# XML Parser

**THIS IS ONLY FOR 15-688 STUDENTS**

In this problem, you're going to write a function that will parse (a simplified version of) XML files into a Python object. Although it's not recommended that you use the parser you construct for anything serious (many excellent Python libraries already exist for parsing XML, such as the lxml library), XML files represent a fairly complex file format, that necessitates using regular expressions and recursion (or a stack) to parse these in a reasonably efficient manner.  So while it's not likely that you will need to write you own XML parser, chances are if/when you _do_ need to write a parser for some format for which there exists no good Python library, the techniques you use here will be useful for writing this parser as well.

XML stands for the eXtensible Markup Language.  It appeared as a successor to SGML (standard generalized markup language) and HTML (hypertext markup language, the standard for displaying web pages), but with some additional structure that makes the documents more well-defined; for instance, in HTML it's common for open tags to appear without a corresponding close tag, which is not allowed in pure XML.
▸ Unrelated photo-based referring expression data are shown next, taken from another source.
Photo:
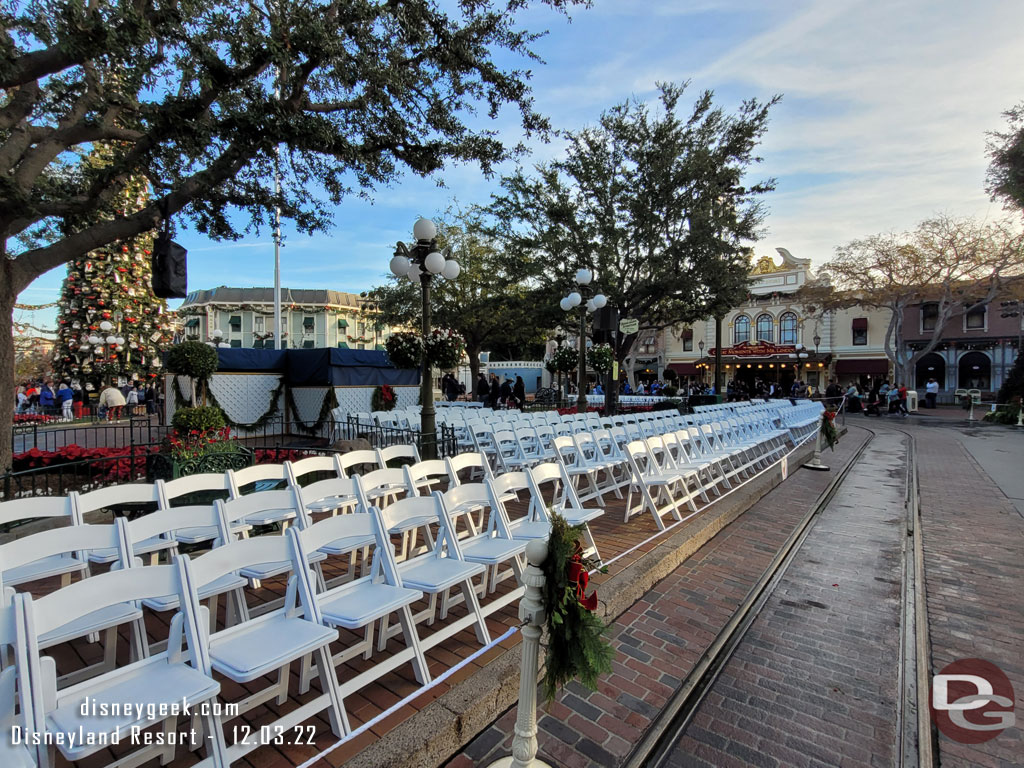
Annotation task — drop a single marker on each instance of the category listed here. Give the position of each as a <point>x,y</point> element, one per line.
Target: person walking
<point>66,396</point>
<point>495,392</point>
<point>519,392</point>
<point>113,400</point>
<point>482,389</point>
<point>931,392</point>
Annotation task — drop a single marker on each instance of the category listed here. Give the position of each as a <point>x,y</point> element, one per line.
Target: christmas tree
<point>109,322</point>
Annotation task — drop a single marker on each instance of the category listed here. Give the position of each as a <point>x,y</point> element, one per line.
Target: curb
<point>441,728</point>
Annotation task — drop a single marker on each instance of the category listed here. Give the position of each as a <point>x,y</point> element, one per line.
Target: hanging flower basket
<point>444,348</point>
<point>600,357</point>
<point>404,349</point>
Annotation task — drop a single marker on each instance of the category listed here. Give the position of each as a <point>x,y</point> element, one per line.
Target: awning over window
<point>684,369</point>
<point>866,367</point>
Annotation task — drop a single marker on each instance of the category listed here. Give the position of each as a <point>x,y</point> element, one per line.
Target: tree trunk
<point>7,299</point>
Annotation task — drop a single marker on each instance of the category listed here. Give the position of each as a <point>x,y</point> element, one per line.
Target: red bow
<point>579,577</point>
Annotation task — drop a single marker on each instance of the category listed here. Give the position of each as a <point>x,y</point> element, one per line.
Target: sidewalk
<point>660,637</point>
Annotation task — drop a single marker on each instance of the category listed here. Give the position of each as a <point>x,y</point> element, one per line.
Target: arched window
<point>787,329</point>
<point>741,330</point>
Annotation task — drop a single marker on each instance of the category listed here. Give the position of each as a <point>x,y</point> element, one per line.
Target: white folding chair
<point>268,644</point>
<point>155,686</point>
<point>359,603</point>
<point>436,570</point>
<point>75,542</point>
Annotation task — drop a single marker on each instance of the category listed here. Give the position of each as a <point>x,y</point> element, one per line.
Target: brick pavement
<point>814,680</point>
<point>974,572</point>
<point>660,637</point>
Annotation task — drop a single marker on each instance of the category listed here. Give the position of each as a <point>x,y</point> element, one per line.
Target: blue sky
<point>886,104</point>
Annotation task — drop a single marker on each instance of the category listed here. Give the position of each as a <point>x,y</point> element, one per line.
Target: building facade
<point>310,318</point>
<point>768,334</point>
<point>773,337</point>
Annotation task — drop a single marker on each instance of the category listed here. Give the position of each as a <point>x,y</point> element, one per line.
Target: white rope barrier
<point>418,692</point>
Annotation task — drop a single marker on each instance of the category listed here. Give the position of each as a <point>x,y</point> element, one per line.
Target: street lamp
<point>425,260</point>
<point>576,299</point>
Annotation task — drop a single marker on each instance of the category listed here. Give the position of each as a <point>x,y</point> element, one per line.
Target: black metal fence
<point>137,453</point>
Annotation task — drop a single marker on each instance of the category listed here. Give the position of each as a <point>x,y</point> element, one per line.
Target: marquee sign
<point>756,349</point>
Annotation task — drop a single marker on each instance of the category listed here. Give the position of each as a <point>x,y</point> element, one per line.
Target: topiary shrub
<point>199,419</point>
<point>195,359</point>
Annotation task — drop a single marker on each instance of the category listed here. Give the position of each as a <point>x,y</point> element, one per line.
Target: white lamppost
<point>584,276</point>
<point>425,260</point>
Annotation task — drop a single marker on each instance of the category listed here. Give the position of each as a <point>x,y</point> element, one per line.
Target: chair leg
<point>473,605</point>
<point>413,641</point>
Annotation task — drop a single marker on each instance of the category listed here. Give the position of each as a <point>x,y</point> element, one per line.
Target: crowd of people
<point>68,400</point>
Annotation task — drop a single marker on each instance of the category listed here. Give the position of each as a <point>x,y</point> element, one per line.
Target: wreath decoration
<point>577,646</point>
<point>383,398</point>
<point>404,349</point>
<point>828,430</point>
<point>600,357</point>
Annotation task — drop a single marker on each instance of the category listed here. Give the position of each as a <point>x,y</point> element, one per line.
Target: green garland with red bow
<point>577,646</point>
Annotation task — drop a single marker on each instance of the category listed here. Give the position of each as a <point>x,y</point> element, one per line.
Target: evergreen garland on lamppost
<point>109,322</point>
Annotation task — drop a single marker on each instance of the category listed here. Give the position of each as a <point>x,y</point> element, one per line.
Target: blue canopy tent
<point>318,368</point>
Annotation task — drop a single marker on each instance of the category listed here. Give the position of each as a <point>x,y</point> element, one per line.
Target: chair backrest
<point>410,453</point>
<point>462,462</point>
<point>129,493</point>
<point>270,474</point>
<point>244,506</point>
<point>417,474</point>
<point>207,482</point>
<point>296,471</point>
<point>74,540</point>
<point>354,528</point>
<point>169,520</point>
<point>39,506</point>
<point>356,459</point>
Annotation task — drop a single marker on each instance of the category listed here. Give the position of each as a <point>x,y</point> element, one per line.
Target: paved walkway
<point>813,681</point>
<point>658,640</point>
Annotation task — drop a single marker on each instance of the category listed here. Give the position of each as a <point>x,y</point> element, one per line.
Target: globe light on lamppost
<point>422,261</point>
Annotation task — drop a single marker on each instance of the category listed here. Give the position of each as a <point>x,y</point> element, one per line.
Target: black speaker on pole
<point>170,275</point>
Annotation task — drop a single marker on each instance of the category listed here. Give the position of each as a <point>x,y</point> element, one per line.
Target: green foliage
<point>193,358</point>
<point>493,303</point>
<point>564,359</point>
<point>404,349</point>
<point>198,419</point>
<point>577,646</point>
<point>652,200</point>
<point>1006,173</point>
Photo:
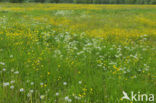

You may already be familiar with XML, but if not the official resource for learning about the format is here https://www.w3.org/XML/ and a good resource with some concrete examples is here http://www.w3schools.com/xml/.  We'll assume here that you're broadly familiar with the basic ideas behind XML, and just describe what you need to know to complete the parser for this assignment.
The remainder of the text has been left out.